In the Florida Air Specialist accident, which is still under investigation, a distress call from the sinking boat was logged by Coast Guard Auxiliary watchstanders as a hoax. The Coast Guard did not initiate a review of the recorded radio communications until the only survivor of the accident reported that a distress call had been transmitted. If no one had survived the accident, the Coast Guard would never have known that the distress call had been made.

These accidents, as well as others the Board has investigated, underscore the need for independent oversight of the Coast Guard's activities. The Board should have the same independent authority to conduct major marine safety investigations that Congress has already given us in the other transportation modes - highway, railroad, aviation, and pipeline.

I want to be very clear on this point - we can't routinely perform such investigations now. The accident that occurred on May 1st of this year on Lake Hamilton in Arkansas reinforced that point. Thirteen people lost their lives in that accident. The vessel that sank, called a "duck," is one of at least 60 converted World War II amphibious craft operated nationwide and is certificated and inspected by the Coast Guard.

The first Coast Guard officer sent to investigate the accident was the Chief of the Merchant Vessel Safety Department - who is responsible for both inspections and investigations. In other words, he was placed in the position of possibly investigating his own actions. We believe that this situation called for an independent investigation - if for no other reason than to eliminate any possible conflict of interest - the Coast Guard disagrees. They have insisted on taking custody of the wreckage, notwithstanding their involvement in its inspection.

We believe that the Coast Guard's use of military investigative procedures to investigate major civilian accidents is ineffective and counterproductive. Unlike the Board, they focus on finding fault, not finding ways to prevent similar accidents from recurring. The current process also allows the Coast Guard to veto a NTSB independent investigation. This is unacceptable. The American public deserves the same independent oversight of the marine community that is currently provided for the aviation, rail, highway and pipeline transportation communities.

The NTSB investigates only about a dozen of the most important marine accidents annually; the Coast Guard investigates about 5,000. That wouldn't change. The only difference would be that the opportunity for a fully independent review of Coast Guard's procedures, just as there is for other modes of transportation.

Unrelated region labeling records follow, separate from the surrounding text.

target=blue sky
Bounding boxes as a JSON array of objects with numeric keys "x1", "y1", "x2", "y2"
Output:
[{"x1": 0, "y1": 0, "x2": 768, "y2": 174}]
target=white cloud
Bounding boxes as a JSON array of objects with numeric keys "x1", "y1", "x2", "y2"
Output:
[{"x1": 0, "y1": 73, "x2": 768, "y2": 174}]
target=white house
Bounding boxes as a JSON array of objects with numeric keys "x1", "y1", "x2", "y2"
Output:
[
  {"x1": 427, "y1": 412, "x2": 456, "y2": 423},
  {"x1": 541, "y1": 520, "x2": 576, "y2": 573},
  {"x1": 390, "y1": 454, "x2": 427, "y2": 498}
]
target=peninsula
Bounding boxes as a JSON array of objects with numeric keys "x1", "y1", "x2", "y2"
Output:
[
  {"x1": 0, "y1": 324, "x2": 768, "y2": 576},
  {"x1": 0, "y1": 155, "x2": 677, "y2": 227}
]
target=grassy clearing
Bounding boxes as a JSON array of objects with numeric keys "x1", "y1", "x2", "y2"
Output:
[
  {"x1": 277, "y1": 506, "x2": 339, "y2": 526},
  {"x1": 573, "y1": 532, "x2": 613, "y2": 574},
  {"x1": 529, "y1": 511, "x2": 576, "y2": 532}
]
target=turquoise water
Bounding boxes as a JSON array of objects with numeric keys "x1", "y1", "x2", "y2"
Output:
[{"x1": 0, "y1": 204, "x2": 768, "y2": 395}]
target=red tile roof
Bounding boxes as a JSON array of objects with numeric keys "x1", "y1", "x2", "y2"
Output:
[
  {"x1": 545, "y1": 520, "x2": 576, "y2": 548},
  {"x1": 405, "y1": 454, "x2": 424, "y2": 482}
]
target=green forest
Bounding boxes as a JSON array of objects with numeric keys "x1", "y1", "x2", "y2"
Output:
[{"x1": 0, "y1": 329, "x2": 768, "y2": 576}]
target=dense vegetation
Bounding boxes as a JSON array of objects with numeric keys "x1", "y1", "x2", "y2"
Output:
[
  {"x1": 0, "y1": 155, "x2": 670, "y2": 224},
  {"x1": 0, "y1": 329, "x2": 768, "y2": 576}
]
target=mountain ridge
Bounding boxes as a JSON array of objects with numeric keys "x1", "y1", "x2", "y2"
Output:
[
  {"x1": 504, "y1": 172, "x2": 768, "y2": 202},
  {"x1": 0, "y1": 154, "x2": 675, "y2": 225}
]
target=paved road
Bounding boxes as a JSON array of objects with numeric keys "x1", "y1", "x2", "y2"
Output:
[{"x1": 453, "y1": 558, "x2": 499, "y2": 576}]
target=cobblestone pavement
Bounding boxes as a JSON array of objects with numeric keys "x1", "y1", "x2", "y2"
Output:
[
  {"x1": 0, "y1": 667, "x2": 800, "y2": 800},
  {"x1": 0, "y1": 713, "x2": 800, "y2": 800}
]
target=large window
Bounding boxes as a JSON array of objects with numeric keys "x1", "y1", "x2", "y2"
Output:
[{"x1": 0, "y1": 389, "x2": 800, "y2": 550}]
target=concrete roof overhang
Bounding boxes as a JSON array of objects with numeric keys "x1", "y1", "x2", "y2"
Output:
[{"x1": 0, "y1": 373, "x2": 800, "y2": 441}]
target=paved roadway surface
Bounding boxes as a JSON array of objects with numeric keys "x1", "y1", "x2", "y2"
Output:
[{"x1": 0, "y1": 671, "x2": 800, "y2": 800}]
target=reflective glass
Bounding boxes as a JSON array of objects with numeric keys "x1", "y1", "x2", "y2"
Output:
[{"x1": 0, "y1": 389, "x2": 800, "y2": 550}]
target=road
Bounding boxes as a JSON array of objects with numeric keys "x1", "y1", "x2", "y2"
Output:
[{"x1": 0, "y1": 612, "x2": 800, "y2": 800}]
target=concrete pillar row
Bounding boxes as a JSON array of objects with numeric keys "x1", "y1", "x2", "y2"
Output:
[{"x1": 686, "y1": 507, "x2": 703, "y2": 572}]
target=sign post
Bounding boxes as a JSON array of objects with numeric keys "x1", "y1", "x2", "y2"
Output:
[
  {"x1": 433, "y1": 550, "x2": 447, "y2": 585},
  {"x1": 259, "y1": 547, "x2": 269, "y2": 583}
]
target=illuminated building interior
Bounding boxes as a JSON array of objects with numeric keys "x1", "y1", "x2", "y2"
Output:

It will not affect their search and rescue operations; it will not confuse on-scene incident command; and it will not disrupt their enforcement activity.

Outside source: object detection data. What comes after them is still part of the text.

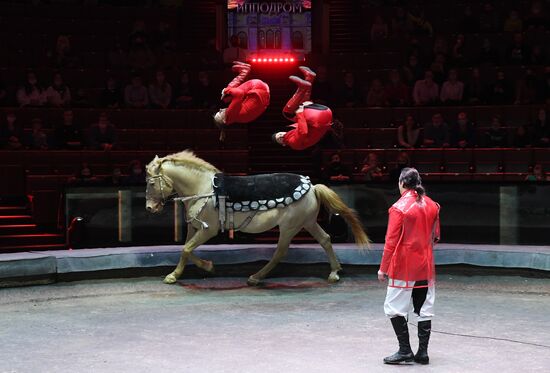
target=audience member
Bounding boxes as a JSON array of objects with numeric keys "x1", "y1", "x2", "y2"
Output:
[
  {"x1": 28, "y1": 118, "x2": 49, "y2": 150},
  {"x1": 0, "y1": 111, "x2": 25, "y2": 150},
  {"x1": 485, "y1": 115, "x2": 508, "y2": 148},
  {"x1": 440, "y1": 69, "x2": 464, "y2": 105},
  {"x1": 54, "y1": 110, "x2": 84, "y2": 150},
  {"x1": 17, "y1": 71, "x2": 46, "y2": 107},
  {"x1": 451, "y1": 111, "x2": 476, "y2": 148},
  {"x1": 413, "y1": 70, "x2": 439, "y2": 106},
  {"x1": 174, "y1": 70, "x2": 194, "y2": 109},
  {"x1": 89, "y1": 113, "x2": 117, "y2": 150},
  {"x1": 361, "y1": 153, "x2": 384, "y2": 181},
  {"x1": 99, "y1": 77, "x2": 122, "y2": 109},
  {"x1": 338, "y1": 72, "x2": 362, "y2": 107},
  {"x1": 46, "y1": 73, "x2": 71, "y2": 107},
  {"x1": 388, "y1": 70, "x2": 410, "y2": 106},
  {"x1": 423, "y1": 113, "x2": 449, "y2": 148},
  {"x1": 397, "y1": 114, "x2": 420, "y2": 148},
  {"x1": 124, "y1": 74, "x2": 149, "y2": 108},
  {"x1": 367, "y1": 78, "x2": 388, "y2": 107},
  {"x1": 149, "y1": 70, "x2": 172, "y2": 109},
  {"x1": 533, "y1": 109, "x2": 550, "y2": 148}
]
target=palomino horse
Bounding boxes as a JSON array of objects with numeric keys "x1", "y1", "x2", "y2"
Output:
[{"x1": 146, "y1": 151, "x2": 369, "y2": 285}]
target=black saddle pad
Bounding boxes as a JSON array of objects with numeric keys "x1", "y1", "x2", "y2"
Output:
[{"x1": 214, "y1": 173, "x2": 311, "y2": 211}]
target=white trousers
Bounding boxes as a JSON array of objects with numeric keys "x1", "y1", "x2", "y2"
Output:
[{"x1": 384, "y1": 280, "x2": 435, "y2": 321}]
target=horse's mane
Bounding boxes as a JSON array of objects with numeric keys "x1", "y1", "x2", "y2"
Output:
[{"x1": 159, "y1": 150, "x2": 220, "y2": 172}]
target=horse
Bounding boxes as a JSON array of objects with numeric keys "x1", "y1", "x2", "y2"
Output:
[{"x1": 145, "y1": 150, "x2": 370, "y2": 286}]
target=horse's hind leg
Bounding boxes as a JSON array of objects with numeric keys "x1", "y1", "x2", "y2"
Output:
[
  {"x1": 304, "y1": 222, "x2": 342, "y2": 282},
  {"x1": 246, "y1": 227, "x2": 302, "y2": 286}
]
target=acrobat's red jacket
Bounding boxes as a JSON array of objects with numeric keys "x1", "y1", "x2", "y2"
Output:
[
  {"x1": 224, "y1": 79, "x2": 270, "y2": 124},
  {"x1": 380, "y1": 190, "x2": 439, "y2": 288},
  {"x1": 283, "y1": 104, "x2": 332, "y2": 150}
]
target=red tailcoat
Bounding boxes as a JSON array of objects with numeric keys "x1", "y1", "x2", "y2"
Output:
[
  {"x1": 380, "y1": 190, "x2": 439, "y2": 288},
  {"x1": 224, "y1": 79, "x2": 270, "y2": 124},
  {"x1": 283, "y1": 106, "x2": 332, "y2": 150}
]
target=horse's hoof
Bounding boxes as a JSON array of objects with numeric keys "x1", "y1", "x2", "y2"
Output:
[
  {"x1": 328, "y1": 272, "x2": 340, "y2": 284},
  {"x1": 246, "y1": 276, "x2": 260, "y2": 286},
  {"x1": 164, "y1": 273, "x2": 178, "y2": 284}
]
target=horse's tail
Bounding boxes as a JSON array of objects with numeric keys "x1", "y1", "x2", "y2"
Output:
[{"x1": 315, "y1": 184, "x2": 370, "y2": 250}]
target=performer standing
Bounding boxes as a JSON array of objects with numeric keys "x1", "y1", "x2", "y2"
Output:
[
  {"x1": 378, "y1": 168, "x2": 439, "y2": 364},
  {"x1": 214, "y1": 61, "x2": 270, "y2": 140},
  {"x1": 273, "y1": 66, "x2": 332, "y2": 150}
]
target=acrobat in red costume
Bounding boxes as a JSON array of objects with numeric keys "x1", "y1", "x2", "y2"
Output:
[
  {"x1": 214, "y1": 61, "x2": 270, "y2": 129},
  {"x1": 273, "y1": 66, "x2": 332, "y2": 150}
]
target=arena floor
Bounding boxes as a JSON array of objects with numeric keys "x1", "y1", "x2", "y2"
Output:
[{"x1": 0, "y1": 275, "x2": 550, "y2": 373}]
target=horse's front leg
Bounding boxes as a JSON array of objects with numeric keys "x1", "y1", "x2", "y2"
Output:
[{"x1": 164, "y1": 229, "x2": 217, "y2": 284}]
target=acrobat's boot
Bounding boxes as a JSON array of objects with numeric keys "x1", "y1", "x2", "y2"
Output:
[
  {"x1": 227, "y1": 61, "x2": 251, "y2": 88},
  {"x1": 384, "y1": 316, "x2": 414, "y2": 364},
  {"x1": 283, "y1": 75, "x2": 311, "y2": 119},
  {"x1": 298, "y1": 66, "x2": 317, "y2": 101},
  {"x1": 414, "y1": 320, "x2": 432, "y2": 365}
]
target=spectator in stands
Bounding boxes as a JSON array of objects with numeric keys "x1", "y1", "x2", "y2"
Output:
[
  {"x1": 223, "y1": 35, "x2": 248, "y2": 65},
  {"x1": 479, "y1": 2, "x2": 500, "y2": 33},
  {"x1": 385, "y1": 70, "x2": 410, "y2": 106},
  {"x1": 440, "y1": 69, "x2": 464, "y2": 105},
  {"x1": 149, "y1": 70, "x2": 172, "y2": 109},
  {"x1": 397, "y1": 114, "x2": 420, "y2": 149},
  {"x1": 513, "y1": 125, "x2": 532, "y2": 148},
  {"x1": 413, "y1": 70, "x2": 439, "y2": 106},
  {"x1": 533, "y1": 109, "x2": 550, "y2": 148},
  {"x1": 458, "y1": 5, "x2": 480, "y2": 34},
  {"x1": 174, "y1": 70, "x2": 194, "y2": 109},
  {"x1": 370, "y1": 14, "x2": 388, "y2": 43},
  {"x1": 338, "y1": 71, "x2": 362, "y2": 107},
  {"x1": 125, "y1": 160, "x2": 145, "y2": 185},
  {"x1": 525, "y1": 163, "x2": 550, "y2": 181},
  {"x1": 46, "y1": 73, "x2": 71, "y2": 107},
  {"x1": 502, "y1": 9, "x2": 523, "y2": 33},
  {"x1": 451, "y1": 111, "x2": 475, "y2": 148},
  {"x1": 89, "y1": 113, "x2": 117, "y2": 151},
  {"x1": 390, "y1": 151, "x2": 411, "y2": 181},
  {"x1": 485, "y1": 115, "x2": 508, "y2": 148},
  {"x1": 464, "y1": 67, "x2": 485, "y2": 105},
  {"x1": 367, "y1": 78, "x2": 388, "y2": 107},
  {"x1": 423, "y1": 113, "x2": 449, "y2": 148},
  {"x1": 124, "y1": 74, "x2": 149, "y2": 109},
  {"x1": 311, "y1": 65, "x2": 334, "y2": 106},
  {"x1": 506, "y1": 32, "x2": 531, "y2": 65},
  {"x1": 47, "y1": 35, "x2": 78, "y2": 68},
  {"x1": 55, "y1": 110, "x2": 84, "y2": 150},
  {"x1": 487, "y1": 71, "x2": 513, "y2": 105},
  {"x1": 477, "y1": 38, "x2": 500, "y2": 65},
  {"x1": 68, "y1": 162, "x2": 99, "y2": 186},
  {"x1": 0, "y1": 111, "x2": 25, "y2": 150},
  {"x1": 324, "y1": 153, "x2": 351, "y2": 183},
  {"x1": 514, "y1": 69, "x2": 539, "y2": 105},
  {"x1": 99, "y1": 76, "x2": 122, "y2": 109},
  {"x1": 194, "y1": 71, "x2": 220, "y2": 110},
  {"x1": 17, "y1": 71, "x2": 46, "y2": 107},
  {"x1": 361, "y1": 153, "x2": 384, "y2": 181},
  {"x1": 28, "y1": 118, "x2": 49, "y2": 150}
]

Let me conclude by saying that the Safety Board appreciates BOAT/US's efforts to make recreational boating safer. We hope that you will continue to lead by example by addressing the important and substantive issues facing recreational boating and by supporting our safety recommendations. If you continue to speak out forcefully on the need to improve boating safety - safety improvements will follow. If you continue to speak out for technical improvements in the United States Coast Guard SAR program - changes will occur. And, in the end, we will all be safer.

Thank you again for inviting me to be here this evening. I look forward to continuing our efforts to advance recreational boating safety.